Clinical potential for off-target based drug repositioning

11/20/24

Examples of off-target based drug repositioning

Crizotinib represents a powerful example of the transformative potential of off-target based drug repositioning. Originally developed as a potent inhibitor of MET, it ultimately received approval for treatment of ALK fusion-positive non-small cell lung cancer (NSCLC) in its capacity as an inhibitor of the ALK1). Imatinib, which was first rationally developed to inhibit ABL and approved for the treatment of BCR-ABL driven chronic myeloid leukemia, was also approved to treat unresectable KIT-positive gastrointestinal stromal tumors (GIST) due to its potency to inhibit KIT2). Recently, in vitro and in vivo studies revealed that ceritinib which is an approved targeted therapy for ALK fusion-positive NSCLC, effectively killed cholangiocarcinoma cells, irrespective of ALK expression or mutation status, or overcame proteasome inhibitors resistance in multiple myeloma  by targeting IGF1R/InsR signaling3)4).
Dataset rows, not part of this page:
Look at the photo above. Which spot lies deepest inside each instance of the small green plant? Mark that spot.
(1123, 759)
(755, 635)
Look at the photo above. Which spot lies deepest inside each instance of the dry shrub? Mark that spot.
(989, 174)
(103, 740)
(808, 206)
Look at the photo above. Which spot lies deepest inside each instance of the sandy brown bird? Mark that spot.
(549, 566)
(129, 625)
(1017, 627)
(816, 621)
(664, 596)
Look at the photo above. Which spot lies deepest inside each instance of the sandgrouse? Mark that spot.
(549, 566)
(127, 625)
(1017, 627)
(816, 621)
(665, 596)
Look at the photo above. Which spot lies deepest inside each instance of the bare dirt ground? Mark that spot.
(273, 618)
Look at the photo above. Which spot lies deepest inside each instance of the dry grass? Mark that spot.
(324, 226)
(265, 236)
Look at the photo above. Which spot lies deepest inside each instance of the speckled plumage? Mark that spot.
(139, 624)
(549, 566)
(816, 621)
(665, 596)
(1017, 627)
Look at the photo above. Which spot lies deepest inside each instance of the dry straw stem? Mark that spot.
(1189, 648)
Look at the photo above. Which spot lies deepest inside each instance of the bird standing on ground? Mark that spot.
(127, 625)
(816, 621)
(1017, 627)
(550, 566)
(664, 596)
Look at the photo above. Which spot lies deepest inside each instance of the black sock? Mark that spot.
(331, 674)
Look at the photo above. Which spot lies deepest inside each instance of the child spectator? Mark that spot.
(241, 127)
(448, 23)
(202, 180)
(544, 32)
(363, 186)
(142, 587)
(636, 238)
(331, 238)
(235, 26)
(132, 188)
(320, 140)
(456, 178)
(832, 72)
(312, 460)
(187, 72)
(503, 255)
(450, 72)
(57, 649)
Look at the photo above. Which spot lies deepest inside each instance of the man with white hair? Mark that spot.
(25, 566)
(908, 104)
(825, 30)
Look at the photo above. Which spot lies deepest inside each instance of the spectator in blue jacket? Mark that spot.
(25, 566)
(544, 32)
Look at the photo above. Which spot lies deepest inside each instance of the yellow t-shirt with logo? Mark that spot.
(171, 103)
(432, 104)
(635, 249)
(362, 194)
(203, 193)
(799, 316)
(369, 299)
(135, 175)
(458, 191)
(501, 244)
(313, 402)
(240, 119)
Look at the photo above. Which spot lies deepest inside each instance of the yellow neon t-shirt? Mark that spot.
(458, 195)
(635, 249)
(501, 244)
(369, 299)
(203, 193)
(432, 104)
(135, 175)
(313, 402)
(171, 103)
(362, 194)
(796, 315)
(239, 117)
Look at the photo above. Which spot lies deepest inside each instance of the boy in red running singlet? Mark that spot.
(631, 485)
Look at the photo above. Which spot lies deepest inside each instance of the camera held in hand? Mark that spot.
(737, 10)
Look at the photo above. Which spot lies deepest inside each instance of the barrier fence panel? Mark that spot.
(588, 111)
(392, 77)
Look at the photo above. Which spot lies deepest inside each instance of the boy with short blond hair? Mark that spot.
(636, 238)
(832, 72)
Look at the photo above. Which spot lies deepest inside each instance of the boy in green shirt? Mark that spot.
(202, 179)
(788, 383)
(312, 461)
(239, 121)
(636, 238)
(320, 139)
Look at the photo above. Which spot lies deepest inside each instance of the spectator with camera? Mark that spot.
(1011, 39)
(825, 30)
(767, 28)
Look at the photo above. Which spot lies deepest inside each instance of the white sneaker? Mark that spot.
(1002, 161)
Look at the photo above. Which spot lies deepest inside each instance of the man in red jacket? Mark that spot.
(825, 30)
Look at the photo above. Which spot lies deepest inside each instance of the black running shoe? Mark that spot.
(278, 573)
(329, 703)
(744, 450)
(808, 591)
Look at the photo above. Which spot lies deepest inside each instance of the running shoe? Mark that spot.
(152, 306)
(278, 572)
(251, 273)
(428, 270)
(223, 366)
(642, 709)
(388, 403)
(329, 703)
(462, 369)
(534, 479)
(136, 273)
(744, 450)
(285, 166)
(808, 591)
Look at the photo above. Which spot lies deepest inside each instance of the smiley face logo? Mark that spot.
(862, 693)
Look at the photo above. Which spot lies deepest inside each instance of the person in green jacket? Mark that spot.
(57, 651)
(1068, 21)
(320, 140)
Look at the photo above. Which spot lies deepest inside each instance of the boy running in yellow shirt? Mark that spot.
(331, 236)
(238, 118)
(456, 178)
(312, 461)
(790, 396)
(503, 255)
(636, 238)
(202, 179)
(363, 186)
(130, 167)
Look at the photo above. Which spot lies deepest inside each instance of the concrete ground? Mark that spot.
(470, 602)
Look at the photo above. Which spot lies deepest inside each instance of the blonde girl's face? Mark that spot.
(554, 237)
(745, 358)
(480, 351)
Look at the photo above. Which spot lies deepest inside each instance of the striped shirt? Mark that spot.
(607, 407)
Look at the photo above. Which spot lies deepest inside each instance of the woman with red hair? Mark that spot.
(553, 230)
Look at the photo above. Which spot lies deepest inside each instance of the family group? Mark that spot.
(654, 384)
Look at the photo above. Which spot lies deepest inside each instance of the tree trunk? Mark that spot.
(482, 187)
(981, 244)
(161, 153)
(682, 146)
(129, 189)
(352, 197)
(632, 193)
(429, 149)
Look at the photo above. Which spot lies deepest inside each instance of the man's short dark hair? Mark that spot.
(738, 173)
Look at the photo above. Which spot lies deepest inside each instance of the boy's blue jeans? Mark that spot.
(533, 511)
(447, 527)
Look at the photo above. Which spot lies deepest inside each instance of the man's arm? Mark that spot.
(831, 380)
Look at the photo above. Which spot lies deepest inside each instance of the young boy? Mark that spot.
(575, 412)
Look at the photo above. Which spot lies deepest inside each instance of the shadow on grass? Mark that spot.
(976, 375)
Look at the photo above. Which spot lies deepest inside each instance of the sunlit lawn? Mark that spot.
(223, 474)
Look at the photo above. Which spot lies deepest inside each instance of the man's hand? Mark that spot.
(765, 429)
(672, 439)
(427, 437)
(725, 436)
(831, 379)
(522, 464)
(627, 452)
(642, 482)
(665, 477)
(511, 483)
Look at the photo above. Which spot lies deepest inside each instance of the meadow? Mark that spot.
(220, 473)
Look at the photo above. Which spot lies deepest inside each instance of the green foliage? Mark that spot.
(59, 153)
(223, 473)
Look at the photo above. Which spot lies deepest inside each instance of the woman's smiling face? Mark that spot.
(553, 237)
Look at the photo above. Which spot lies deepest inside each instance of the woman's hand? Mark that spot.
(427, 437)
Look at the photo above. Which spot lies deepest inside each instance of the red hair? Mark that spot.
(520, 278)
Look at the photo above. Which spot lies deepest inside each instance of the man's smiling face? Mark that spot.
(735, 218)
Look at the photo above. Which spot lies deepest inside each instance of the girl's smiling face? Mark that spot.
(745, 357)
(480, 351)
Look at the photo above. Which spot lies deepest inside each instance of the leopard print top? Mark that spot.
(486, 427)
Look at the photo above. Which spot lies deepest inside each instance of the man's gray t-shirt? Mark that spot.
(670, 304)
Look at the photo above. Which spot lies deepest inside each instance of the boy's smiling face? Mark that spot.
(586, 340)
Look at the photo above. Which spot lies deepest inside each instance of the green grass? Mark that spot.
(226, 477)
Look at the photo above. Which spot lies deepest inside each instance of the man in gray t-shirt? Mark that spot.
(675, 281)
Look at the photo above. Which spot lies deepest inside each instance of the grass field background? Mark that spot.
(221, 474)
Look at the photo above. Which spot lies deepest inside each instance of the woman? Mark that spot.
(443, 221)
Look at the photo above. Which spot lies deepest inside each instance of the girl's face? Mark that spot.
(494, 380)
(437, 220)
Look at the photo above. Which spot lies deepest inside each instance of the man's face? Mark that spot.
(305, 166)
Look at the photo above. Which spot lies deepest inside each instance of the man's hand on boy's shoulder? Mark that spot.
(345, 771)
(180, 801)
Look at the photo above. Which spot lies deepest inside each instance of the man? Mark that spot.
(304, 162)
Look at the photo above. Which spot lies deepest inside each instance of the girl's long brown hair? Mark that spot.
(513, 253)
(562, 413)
Advantages of drug repositioning

Drug repositioning is the process of utilizing approved or investigational drugs for new therapeutic applications beyond their initially intended indication. If the candidates for repositioning have gone through phase 1 safety studies, the risk for toxicity-associated failure is usually low. Furthermore, since pharmacokinetics and pharmacodynamics profiles, formulations and dosing schedules are at this point well established, it is possible for development teams to skip several steps in the usual drug development process, significantly reducing further costs and development times.

The potential of computational approaches to expand drug repositioning

Recently, with the advancement of next generation high-throughput DNA and RNA sequencing technologies, various computational approaches using bioinformatic techniques have been widely explored to identify new targets for potential therapeutic indications.

As an example, there is a report on a mega-analysis approach in which genes involved in inflammatory bowel disease (IBD) pathogenesis were detected and then potential candidate compounds for IBD therapy were identified using Connectivity Map (CMap), a collection and analysis tool of genome-wide transcriptional expression data responses from human cell lines that have been treated with chemical compounds.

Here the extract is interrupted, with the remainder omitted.